From: Donta S : Tetracycline therapy for Chronic Lyme disease

272 patients treated with tetracycline 500mg tds. For a mean of 4 months. Good results claimed with 90% improved or cured ( 20% asymptomatic at 12months) Improvement did not correlate with serological status

“ our results demonstrate that patients with similar clinical symptoms who are seronegative have responses to antibiotic treatment that are not distinguishable from those of seropositive patients”.

“ The optimum treatment for chronic Lyme disease remains to be delineated.”

“Controlled trials need to be conducted to validate these observations”

Difficulties arise in designing suitable clinical trials in CLD

Patient selection: – Difficult to produce matched controls. Differing presentations of CLD. Differing durations of illness. Coinfections.
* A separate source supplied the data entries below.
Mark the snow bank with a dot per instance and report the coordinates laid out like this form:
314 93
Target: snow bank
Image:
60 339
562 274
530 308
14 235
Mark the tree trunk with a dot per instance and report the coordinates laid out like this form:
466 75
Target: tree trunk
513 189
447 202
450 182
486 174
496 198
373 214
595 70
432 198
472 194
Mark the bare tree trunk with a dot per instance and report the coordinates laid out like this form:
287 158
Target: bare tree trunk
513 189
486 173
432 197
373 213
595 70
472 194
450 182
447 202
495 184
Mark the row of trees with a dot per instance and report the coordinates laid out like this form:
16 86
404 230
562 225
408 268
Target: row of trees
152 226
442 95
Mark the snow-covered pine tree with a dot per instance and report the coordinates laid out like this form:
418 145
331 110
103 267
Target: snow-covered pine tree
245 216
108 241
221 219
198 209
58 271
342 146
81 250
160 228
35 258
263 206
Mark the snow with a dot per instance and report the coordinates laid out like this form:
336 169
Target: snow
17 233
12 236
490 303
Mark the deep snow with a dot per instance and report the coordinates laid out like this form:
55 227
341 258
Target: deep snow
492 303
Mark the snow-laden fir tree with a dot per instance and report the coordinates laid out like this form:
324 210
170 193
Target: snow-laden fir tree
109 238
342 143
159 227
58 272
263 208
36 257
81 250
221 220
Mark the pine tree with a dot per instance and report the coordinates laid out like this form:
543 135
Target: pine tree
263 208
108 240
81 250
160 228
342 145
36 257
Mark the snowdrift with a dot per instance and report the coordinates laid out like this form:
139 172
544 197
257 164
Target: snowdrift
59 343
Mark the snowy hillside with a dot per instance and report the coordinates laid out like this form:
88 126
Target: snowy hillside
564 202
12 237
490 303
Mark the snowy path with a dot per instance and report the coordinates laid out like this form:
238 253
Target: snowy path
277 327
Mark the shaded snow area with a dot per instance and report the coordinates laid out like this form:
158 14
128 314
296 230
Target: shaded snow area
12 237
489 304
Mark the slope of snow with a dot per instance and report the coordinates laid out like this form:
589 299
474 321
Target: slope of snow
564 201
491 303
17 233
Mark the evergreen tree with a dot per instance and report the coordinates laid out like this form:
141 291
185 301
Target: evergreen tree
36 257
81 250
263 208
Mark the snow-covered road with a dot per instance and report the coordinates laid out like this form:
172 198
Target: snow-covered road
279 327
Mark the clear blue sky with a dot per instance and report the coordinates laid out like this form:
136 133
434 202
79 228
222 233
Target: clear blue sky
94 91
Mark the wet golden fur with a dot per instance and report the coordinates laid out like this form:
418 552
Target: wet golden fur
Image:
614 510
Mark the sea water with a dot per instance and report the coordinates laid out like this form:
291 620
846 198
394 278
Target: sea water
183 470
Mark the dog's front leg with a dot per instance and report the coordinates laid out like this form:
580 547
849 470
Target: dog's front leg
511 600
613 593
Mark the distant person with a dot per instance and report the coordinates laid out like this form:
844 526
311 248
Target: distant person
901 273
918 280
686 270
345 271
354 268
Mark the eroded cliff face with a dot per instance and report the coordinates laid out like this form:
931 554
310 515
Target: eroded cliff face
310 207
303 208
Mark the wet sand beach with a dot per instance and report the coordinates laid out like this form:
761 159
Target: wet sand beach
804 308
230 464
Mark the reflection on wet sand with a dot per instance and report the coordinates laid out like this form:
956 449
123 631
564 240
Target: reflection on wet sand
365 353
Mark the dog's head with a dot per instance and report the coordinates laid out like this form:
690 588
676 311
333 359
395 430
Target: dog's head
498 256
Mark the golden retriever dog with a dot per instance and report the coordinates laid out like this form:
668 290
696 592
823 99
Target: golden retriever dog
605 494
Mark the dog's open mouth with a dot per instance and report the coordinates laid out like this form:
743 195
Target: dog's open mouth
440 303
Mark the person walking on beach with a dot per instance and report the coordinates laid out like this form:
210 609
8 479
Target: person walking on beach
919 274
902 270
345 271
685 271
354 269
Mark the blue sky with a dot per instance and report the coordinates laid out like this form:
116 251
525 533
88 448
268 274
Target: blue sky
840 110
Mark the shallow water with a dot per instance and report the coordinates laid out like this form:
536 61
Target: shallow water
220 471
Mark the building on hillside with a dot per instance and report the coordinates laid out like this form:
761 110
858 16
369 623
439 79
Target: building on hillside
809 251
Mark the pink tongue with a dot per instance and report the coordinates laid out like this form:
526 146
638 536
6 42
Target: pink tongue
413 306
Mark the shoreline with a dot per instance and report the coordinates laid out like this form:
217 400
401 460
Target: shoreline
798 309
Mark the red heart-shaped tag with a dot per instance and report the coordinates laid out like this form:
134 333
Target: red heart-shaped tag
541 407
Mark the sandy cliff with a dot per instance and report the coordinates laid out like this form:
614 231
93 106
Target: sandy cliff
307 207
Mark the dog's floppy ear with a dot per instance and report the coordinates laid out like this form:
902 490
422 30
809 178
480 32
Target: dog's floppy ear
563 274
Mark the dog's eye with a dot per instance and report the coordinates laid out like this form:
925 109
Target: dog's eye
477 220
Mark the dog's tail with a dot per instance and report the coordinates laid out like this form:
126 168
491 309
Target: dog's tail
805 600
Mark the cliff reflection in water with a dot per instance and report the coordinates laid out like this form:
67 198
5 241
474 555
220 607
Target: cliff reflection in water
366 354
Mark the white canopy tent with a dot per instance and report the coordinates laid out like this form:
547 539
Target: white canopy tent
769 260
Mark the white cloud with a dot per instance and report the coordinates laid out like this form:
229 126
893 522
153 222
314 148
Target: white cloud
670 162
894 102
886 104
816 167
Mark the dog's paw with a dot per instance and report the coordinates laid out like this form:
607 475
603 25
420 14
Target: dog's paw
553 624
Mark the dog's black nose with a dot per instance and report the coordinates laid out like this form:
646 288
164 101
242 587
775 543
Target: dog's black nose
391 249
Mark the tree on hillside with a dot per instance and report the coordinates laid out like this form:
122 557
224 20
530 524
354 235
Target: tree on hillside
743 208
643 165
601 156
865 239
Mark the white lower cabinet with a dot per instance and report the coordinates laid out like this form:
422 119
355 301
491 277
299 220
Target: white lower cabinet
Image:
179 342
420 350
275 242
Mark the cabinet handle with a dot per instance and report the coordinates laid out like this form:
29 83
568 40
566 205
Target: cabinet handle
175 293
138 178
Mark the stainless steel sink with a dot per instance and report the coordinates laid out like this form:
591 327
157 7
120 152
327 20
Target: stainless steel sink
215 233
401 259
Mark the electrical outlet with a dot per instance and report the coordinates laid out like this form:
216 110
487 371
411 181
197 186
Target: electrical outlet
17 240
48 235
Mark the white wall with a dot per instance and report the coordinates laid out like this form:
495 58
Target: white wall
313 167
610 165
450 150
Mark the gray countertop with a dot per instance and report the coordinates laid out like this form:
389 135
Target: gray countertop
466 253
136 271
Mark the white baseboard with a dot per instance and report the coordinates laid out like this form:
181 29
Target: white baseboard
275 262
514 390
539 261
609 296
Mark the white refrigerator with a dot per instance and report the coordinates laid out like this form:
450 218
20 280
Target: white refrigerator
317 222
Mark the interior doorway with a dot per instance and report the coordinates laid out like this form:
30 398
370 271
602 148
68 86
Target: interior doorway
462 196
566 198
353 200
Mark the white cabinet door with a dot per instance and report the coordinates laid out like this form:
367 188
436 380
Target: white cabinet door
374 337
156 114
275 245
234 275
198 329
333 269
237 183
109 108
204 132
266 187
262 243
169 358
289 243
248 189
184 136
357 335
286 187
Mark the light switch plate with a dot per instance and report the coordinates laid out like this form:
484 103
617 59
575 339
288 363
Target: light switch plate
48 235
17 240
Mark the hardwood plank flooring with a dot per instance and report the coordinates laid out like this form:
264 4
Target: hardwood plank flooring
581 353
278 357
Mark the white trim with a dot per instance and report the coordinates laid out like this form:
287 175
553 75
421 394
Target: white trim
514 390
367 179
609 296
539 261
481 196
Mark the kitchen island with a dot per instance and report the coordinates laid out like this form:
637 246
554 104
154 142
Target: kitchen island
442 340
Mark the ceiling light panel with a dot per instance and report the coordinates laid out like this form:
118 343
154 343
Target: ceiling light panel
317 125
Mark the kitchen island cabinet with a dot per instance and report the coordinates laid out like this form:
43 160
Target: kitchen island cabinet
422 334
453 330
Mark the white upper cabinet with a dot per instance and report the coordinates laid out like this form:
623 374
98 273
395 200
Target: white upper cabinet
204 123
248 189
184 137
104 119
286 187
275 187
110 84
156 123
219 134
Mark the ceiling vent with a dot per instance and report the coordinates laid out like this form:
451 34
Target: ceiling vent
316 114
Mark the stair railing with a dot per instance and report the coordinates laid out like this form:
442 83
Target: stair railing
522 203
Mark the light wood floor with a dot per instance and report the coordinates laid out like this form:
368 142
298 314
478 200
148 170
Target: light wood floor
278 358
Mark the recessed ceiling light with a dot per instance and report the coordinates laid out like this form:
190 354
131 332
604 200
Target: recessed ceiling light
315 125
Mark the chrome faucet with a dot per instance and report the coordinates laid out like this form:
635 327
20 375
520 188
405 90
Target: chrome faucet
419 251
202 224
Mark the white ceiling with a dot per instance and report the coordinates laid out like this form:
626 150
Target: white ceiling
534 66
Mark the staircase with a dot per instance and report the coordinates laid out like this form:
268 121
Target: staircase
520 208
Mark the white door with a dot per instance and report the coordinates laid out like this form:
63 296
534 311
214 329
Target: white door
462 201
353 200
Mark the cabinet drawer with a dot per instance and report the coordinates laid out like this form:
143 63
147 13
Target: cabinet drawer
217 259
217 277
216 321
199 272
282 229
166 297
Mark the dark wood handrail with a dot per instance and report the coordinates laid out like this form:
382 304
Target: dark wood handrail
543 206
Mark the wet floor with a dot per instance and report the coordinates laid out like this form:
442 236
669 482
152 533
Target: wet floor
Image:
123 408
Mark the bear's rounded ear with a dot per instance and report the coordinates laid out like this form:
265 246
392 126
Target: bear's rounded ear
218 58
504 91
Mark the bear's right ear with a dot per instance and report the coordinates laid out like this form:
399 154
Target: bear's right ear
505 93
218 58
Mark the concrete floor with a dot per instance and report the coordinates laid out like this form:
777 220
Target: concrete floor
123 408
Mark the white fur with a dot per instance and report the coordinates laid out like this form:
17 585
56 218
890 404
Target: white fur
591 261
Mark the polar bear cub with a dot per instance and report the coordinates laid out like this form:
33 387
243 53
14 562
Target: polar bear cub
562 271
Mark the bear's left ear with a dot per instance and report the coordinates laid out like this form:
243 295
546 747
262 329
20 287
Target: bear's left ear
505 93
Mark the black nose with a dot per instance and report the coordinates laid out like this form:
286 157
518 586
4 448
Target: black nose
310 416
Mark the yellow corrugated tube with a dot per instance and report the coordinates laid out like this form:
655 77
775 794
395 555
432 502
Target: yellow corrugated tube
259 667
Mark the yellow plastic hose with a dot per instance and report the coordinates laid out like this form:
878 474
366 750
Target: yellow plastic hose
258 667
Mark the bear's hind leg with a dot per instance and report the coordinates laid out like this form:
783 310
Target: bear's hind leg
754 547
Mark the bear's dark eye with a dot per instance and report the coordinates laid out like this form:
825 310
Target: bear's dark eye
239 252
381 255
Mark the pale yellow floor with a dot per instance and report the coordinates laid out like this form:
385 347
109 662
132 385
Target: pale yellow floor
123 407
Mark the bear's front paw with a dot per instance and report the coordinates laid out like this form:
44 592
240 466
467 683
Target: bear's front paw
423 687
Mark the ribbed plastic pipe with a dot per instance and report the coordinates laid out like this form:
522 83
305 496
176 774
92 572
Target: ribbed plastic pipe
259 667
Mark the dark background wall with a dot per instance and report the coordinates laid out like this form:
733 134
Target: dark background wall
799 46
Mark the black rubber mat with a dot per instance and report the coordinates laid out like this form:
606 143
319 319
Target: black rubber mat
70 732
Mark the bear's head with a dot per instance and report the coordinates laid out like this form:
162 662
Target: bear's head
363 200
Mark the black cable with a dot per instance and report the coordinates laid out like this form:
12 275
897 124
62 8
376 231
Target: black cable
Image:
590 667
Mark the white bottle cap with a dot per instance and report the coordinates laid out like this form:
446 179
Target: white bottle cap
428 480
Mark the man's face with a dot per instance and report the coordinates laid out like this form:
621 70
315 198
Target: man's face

Which symptoms to follow.

Long time scale may be needed; eg. no use comparing 3 weeks with 6 weeks of treatment.

From Krause et al in Concurrent Lyme disease and Babesiosis

Synergism found between Borrelia and Babesia; each seems to exaggerate the effect of the other.

“Circulating spirochaetal DNA was detected more than 3 times as often in co-infected patients as in those with Lyme disease alone.” (p = .06)

Synergism between two conditions implies that treatment of one will help to treat the other and vice versa.

Fallon et al: Lyme disease a Neuropsychiatric illness

“A broad range of psychiatric reactions have been associated with Lyme disease including paranoia, dementia, schizophrenia, bipolar disorder, panic attacks, major depression, anorexia nervosa and OCD. Depressive states among patients with late Lyme disease are fairly common ranging across studies from 26% to 66%.”